Understanding the Intricacies of Cash Flow Statements

Cash flow statements are a lesson in reality for many a fledgling investor.

Seeing on paper in no uncertain terms how much money is coming in and also going out is a somewhat humbling lesson for some. Yet what makes the use of this tool so utterly valuable is the fact that it specifically itemizes the various sources of cash in the same way that it assigns a line item to any cash that is paid out.

Generally speaking, an investor has the ability to generate cash flow statements on a monthly, quarterly, or yearly basis; of course, the new investor will be wise to run the reports as often as possible.

Understanding the intricacies of cash flow statements requires you to become familiar with the basics of your business' balance sheet and its assets and liabilities. At the same time, you need to expertly designate cash and its equivalents, although small time investors sometimes choose to forego such detailed break downs in favor of a broader approach to the listing of all activities involving cash.

An example of the average very basic cash flow statement could be as follows:

  1. Determine the time period covered by the statement.
  2. List all monies received from your business. In the case of a real estate investor in multi family dwellings, this may pertain to the rent monies received from the tenants, but will not necessarily include any deposits offered, since they are not considered income.
  3. Next determine the cash that left the business. This may be due to reinvestment in the property but also any money related to the financing of the deal.
  4. As you subtract your cash expenditures from your cash income, you will be left with the increase or decrease in your overall cash flow.

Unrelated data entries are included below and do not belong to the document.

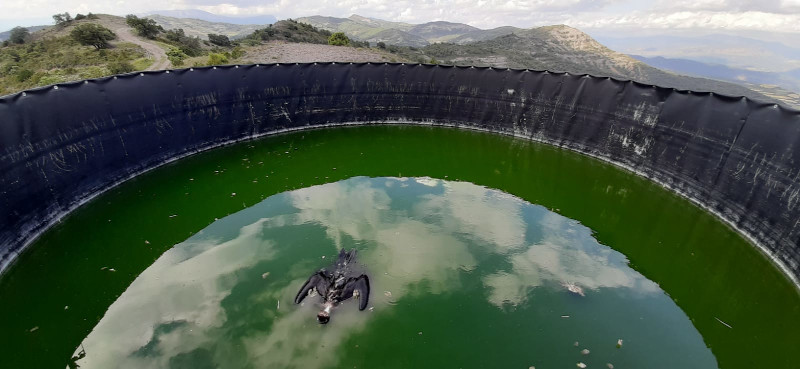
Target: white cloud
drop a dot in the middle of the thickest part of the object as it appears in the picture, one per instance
(767, 15)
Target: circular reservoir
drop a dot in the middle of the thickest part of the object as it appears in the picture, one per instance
(474, 243)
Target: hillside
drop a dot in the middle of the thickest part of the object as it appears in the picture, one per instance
(5, 35)
(555, 48)
(201, 28)
(788, 80)
(404, 34)
(52, 56)
(259, 20)
(565, 49)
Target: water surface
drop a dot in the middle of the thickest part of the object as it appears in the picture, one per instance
(64, 285)
(456, 269)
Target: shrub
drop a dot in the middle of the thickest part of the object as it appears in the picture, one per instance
(237, 52)
(219, 40)
(338, 39)
(146, 27)
(119, 67)
(93, 35)
(23, 75)
(216, 59)
(62, 19)
(18, 35)
(176, 56)
(189, 45)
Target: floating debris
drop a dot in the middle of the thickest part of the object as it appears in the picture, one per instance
(574, 288)
(723, 323)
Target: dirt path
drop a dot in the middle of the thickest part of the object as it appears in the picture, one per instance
(161, 61)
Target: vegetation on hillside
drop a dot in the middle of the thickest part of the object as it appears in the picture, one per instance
(61, 59)
(145, 27)
(338, 39)
(18, 35)
(91, 34)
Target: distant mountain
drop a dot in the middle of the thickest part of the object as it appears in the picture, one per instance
(441, 31)
(733, 51)
(216, 18)
(404, 34)
(5, 35)
(565, 49)
(397, 37)
(201, 28)
(483, 35)
(788, 80)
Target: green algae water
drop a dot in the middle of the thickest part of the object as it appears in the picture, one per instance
(454, 268)
(471, 240)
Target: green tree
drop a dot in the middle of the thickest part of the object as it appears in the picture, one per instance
(189, 45)
(119, 67)
(18, 35)
(219, 40)
(62, 19)
(217, 59)
(338, 39)
(237, 52)
(176, 56)
(23, 75)
(92, 34)
(145, 27)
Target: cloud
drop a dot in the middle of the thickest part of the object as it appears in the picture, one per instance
(749, 20)
(767, 15)
(204, 299)
(566, 253)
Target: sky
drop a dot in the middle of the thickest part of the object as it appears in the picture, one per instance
(620, 15)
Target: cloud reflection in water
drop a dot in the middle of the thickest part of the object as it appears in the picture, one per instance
(184, 308)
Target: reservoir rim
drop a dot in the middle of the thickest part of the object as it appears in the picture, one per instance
(55, 218)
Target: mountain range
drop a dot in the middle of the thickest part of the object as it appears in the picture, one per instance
(405, 34)
(216, 18)
(555, 48)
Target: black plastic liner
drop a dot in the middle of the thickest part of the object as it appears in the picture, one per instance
(61, 145)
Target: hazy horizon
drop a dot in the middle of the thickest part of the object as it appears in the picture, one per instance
(661, 16)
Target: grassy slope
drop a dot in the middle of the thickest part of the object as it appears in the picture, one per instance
(53, 57)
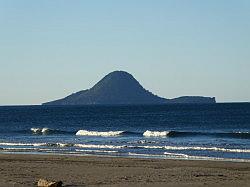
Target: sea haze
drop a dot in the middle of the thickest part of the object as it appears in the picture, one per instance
(184, 131)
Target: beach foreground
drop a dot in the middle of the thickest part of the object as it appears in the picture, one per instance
(25, 170)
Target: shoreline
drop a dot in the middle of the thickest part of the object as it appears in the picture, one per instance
(74, 170)
(136, 156)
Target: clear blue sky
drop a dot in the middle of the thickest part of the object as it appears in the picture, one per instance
(51, 48)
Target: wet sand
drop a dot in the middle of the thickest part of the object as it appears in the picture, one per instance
(24, 170)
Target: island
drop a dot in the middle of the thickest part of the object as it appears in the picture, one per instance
(121, 88)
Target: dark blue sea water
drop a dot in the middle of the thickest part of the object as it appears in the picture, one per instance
(207, 131)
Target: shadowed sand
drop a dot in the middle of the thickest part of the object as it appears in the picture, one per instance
(24, 170)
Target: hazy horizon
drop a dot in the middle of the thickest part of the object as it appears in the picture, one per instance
(50, 49)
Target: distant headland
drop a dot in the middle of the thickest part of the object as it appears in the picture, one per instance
(121, 88)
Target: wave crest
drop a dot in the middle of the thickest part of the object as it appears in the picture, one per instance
(156, 133)
(97, 133)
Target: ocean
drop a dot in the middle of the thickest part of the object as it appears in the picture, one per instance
(177, 131)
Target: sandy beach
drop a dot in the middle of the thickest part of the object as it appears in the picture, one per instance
(25, 170)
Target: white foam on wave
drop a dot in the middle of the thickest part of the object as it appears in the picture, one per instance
(96, 133)
(156, 133)
(176, 155)
(44, 130)
(96, 151)
(100, 146)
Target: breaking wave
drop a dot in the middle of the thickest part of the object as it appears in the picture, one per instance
(156, 133)
(97, 133)
(45, 131)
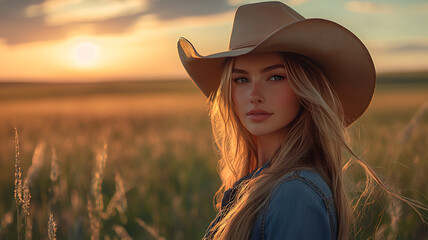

What makes the generation of frequent and also periodic summary cash flow statements so valuable to the real estate investor is the fact that it provides accurate and snapshot details with respect to your overall solvency and ability to generate liquid funds if needed. Investors in future ventures you might wish to consider want to know that you will have the necessary funds to sustain any properties in which they may invest their funds.

At the same time, investors like to see that you have an eye for money making properties as opposed to misjudging the market or the neighborhood into which you are buying, thus leading them to believe it is reasonable that the latest venture you are considering may be another property that has the potential to fail to live up to your expectations and representations.

Since an integral portion of a detailed cash flow statement is the forecasting of any future cash flows - whether incoming or outgoing - this is your opportunity to shine and show off your business acumen and ability to make good money with any funds investors want to send your way.

This is also a great way to attract new investors into your pool of ready to go individuals and clubs who are prepared to put up money for your ventures.